David Dean is an American lawyer and lobbyist who was Secretary of State of Texas from 1981 to 1983.

==Early life and education==
David Dean attended St. Mark's School of Texas and subsequently received a BBA degree from Southern Methodist University. He went on to earn a J.D. from the University of Texas.

==Career==
Dean was general counsel to the office of the Governor of Texas under Dolph Briscoe, a Democrat. In the 1978 election, Briscoe lost the Democratic Party nomination to John Hill, after which Dean joined the successful gubernatorial campaign of Republican Bill Clements as deputy campaign manager and chair of the Democrats and Independents for Clements Committee.
Dean resumed his service as general counsel under Clements and was eventually appointed by the governor as Texas Secretary of State, an office he held from October 1981 to January 1983.

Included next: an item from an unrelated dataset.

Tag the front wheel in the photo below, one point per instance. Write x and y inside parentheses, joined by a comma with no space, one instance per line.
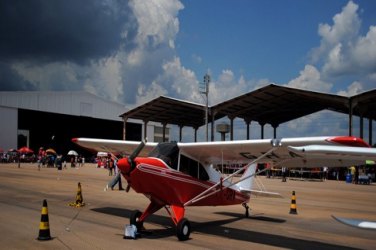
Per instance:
(183,229)
(135,219)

After leaving public service he established the influential lobbying firm Dean International, and was once referred to by the Dallas Business Journal as a "political powerhouse".

During the 1990s he lobbied on behalf of Irving, Texas, and was credited with securing lucrative state grants that transformed the city into a transportation mecca. Later, he worked trying to secure funding for the Trans-Texas Corridor. From 2012 to 2015, Dean International lobbied on behalf of Garland, Texas.

As of 2023 Dean serves as chairman of the North Texas Crime Commission.

==Personal life==
Dean is married and has a daughter. In 2000, he purchased a historic home in the Swiss Avenue Historic District for preservation and residence. Dean and his wife are art collectors and own pieces by American Southwest artists including John Nieto and Desmond Blair.

He received the Russell H. Perry Free Enterprise Award, as well as an honorary Doctor of Humanities, both from Dallas Baptist University.